Statistically, the best predictor of an adult’s economic potential is their height at two years old. Yet recent research tells us that two decades into democracy, a quarter of South African toddlers are nutritionally stunted. Stunting is costing us a staggering R40-billion each year and South Africa is lagging behind other countries at comparable income levels in overcoming it. Why?
In South Africa, something has gone awry. Despite numerous interventions, stunting remains a serious problem. Why? The first obstacle: it’s not only a food issue. The second obstacle: grants aimed at improving nutrition aren’t hitting the spot as hoped.
South Africa ranks 70th out of 132 countries for stunted growth rates and the third Global Nutrition Report, released at the end of 2016, found that South African children were worse off than their counterparts in many poorer countries, including Haiti, Senegal, Thailand, Libya and Mauritania.
Malnutrition and nutritional stunting are not the same thing, explains Joanne Peter, who is spearheading the DGMT Zero Stunting Campaign in South Africa. “People may not realise the extent of stunting in South Africa because they may be thinking of an extremely thin, starving child,” she says.

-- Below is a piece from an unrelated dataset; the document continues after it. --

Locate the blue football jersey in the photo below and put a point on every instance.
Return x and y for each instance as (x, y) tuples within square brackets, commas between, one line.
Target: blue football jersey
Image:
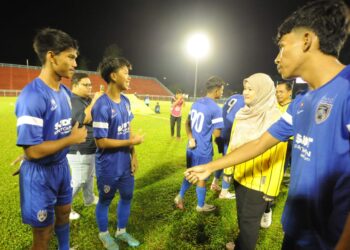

A recent study published by the DST-NRF Centre of Excellence in Food Security showed, South Africa’s social grants debacle notwithstanding, the grant system is not working to its full potential. Nearly a third of South Africans (and over half of households in some provinces) receive at least one grant from the state, argues editor Dr Stephen Devereux with the largest of these being the child support grant. But the grant, although in terms of numbers it goes to almost two in three children under 18, doesn’t necessarily feed through to reducing child malnutrition, and Devereaux believes grant increases will not necessarily remedy this.
Devereaux argues that this is partly because the grants are often not sufficient for the number of people they are ultimately shared between. But, adds Peter, it’s also an issue of bureaucracy. The Zero Stunting Campaign is calling for preregistration of babies during pregnancy, so that mothers do not lose out on access to child support grants during the first year of the child’s life.